Today’s Australian reports that “Mr Turnbull today addressed the South Australian Liberal Party ahead of a state election in March, where energy will be a hot-button issue. He told the annual meeting that the plan was based on ideology and idiocy. “You really have in South Australia, of course, been subjected to an experiment by (Premier) Jay Weatherill. People really should conduct these experiments, as dangerous as that, privately somewhere in expert company rather than inflicting it on an entire state,” the prime minister said. Mr Turnbull said Labor’s approach to energy was a combination of ideology and politics, compared to the Liberal focus on economic and engineering. ‘But on reflection, I think I’ve been too kind to them. It’s actually ideology and idiocy in equal measures,’ he added”.

That Turnbull has stepped up his commentary on climate policy is of interest. The problem is that he has basically similar policies. The main difference is the extent of emissions reductions and increased usage of renewable. Until he reduces those targets he will be subject to a similar critique.

  • Henry Ergas mainly discusses the poor analysis used in construction of the National Broadband Network but also points out that “now that renewable generators have pocketed $15bn in subsidies, let them stand on their own two feet. And while we’re at it, let’s ensure those generators pay the full costs they impose on the network, including in terms of backup generation, rather than hoisting them on to consumers. Moreover, that requirement should not just apply to new ­sources of renewable generation, as the Finkel report argues, but to existing ones, too: if they can’t afford those costs, we are better off if they shut down”. Also, “we need to abandon the illusion that constraints can be ignored and happiness purchased with wishes.

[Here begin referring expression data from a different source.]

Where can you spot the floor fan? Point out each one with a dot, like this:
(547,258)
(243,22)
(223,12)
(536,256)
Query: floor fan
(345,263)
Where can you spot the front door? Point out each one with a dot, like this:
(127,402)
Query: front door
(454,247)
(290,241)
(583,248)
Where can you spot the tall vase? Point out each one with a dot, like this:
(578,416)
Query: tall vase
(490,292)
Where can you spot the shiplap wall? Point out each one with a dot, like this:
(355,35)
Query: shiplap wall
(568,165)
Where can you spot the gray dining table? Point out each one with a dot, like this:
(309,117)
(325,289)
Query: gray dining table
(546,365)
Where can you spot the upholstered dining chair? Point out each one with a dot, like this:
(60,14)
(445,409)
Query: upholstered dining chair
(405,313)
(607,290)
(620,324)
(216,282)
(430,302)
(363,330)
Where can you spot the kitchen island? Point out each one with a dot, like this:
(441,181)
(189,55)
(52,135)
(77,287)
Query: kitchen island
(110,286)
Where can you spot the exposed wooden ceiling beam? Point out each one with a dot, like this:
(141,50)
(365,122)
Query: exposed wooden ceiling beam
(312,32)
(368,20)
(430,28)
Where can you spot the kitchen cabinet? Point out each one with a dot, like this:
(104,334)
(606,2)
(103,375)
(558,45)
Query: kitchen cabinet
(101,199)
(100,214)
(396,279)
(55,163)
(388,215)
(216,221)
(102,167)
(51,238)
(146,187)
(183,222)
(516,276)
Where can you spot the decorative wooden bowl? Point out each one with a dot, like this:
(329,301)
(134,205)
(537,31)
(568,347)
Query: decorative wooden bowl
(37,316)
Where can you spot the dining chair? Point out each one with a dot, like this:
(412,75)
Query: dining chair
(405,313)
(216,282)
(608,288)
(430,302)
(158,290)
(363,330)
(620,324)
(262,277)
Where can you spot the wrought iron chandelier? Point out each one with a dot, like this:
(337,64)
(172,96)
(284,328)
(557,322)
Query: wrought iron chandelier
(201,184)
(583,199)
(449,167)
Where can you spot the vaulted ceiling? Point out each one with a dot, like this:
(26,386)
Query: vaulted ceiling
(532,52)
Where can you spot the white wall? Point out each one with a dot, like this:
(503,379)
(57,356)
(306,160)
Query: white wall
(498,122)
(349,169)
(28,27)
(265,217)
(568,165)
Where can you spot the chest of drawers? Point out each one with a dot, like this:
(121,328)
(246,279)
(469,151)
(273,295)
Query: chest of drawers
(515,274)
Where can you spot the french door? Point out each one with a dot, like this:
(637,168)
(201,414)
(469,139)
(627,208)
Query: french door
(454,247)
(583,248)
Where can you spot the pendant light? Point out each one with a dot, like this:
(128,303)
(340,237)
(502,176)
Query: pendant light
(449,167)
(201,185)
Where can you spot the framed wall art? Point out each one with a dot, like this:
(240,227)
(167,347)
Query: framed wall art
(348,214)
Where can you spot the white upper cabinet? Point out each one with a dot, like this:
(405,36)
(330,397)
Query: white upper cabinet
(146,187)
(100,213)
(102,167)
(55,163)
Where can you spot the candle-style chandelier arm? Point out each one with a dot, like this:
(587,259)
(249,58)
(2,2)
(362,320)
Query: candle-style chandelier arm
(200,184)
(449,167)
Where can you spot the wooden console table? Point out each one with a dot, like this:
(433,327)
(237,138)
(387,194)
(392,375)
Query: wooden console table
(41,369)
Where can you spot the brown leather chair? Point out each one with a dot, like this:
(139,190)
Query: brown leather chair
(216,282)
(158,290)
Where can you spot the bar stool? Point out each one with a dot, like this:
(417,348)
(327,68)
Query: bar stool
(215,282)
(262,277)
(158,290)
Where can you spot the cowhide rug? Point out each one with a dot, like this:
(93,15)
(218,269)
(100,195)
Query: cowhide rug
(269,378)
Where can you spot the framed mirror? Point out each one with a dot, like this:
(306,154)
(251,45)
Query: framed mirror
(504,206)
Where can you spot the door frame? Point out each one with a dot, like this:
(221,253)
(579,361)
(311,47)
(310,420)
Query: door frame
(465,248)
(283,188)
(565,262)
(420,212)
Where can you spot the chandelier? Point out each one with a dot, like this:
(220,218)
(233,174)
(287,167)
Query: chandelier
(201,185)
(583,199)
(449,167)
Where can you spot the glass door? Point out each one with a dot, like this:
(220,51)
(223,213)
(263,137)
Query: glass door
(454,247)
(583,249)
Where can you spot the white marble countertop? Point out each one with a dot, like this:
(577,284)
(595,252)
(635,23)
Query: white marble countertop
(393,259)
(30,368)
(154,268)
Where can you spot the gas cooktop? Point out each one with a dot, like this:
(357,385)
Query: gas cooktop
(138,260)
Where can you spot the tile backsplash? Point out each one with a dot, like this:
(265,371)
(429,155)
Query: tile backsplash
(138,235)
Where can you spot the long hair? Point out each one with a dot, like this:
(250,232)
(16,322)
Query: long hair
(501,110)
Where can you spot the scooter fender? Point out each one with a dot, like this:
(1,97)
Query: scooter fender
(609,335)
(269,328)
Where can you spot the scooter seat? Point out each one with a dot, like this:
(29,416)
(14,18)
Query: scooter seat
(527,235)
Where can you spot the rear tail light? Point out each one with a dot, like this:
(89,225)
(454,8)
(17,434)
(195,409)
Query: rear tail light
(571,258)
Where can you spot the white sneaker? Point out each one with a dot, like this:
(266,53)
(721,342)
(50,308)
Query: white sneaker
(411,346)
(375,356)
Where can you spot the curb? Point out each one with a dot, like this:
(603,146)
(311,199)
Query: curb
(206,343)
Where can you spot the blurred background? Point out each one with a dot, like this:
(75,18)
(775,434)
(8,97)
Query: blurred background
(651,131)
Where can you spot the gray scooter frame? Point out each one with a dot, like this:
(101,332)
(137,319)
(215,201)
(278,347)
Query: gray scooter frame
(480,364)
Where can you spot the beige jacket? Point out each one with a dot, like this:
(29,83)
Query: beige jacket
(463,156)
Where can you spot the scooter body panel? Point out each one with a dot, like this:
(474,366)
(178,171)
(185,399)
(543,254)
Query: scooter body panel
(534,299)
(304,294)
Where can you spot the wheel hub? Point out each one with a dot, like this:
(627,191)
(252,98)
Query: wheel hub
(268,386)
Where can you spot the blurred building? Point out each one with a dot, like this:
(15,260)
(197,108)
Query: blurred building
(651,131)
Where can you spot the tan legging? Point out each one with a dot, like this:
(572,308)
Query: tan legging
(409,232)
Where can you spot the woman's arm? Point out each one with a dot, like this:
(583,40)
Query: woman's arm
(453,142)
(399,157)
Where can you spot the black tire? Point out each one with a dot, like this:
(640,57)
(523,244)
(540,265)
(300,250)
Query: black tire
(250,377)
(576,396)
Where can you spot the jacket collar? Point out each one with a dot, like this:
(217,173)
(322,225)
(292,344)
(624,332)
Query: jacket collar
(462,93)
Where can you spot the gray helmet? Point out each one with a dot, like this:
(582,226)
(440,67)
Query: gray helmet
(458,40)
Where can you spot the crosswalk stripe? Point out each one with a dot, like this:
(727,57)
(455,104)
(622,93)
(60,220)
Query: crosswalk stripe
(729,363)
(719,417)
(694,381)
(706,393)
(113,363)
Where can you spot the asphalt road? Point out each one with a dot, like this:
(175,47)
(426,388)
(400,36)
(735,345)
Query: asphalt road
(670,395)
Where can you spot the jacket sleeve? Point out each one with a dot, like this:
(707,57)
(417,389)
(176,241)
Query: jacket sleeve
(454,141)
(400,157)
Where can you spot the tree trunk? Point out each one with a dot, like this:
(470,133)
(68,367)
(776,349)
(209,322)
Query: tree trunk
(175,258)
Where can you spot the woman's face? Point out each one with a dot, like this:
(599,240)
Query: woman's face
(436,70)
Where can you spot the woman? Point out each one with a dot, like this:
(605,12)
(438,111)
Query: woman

Until we do, the destruction wreaked on energy and telecommunications will be merely a teaser for the disasters that lie ahead”

The recent upsurge in critiques of existing energy/environmental policies suggests that the current review of climate change policy, presumably being undertaken in the Environment Department, should now be brought forward and should include the views of recognised independent experts. It should recommend options for reducing targets.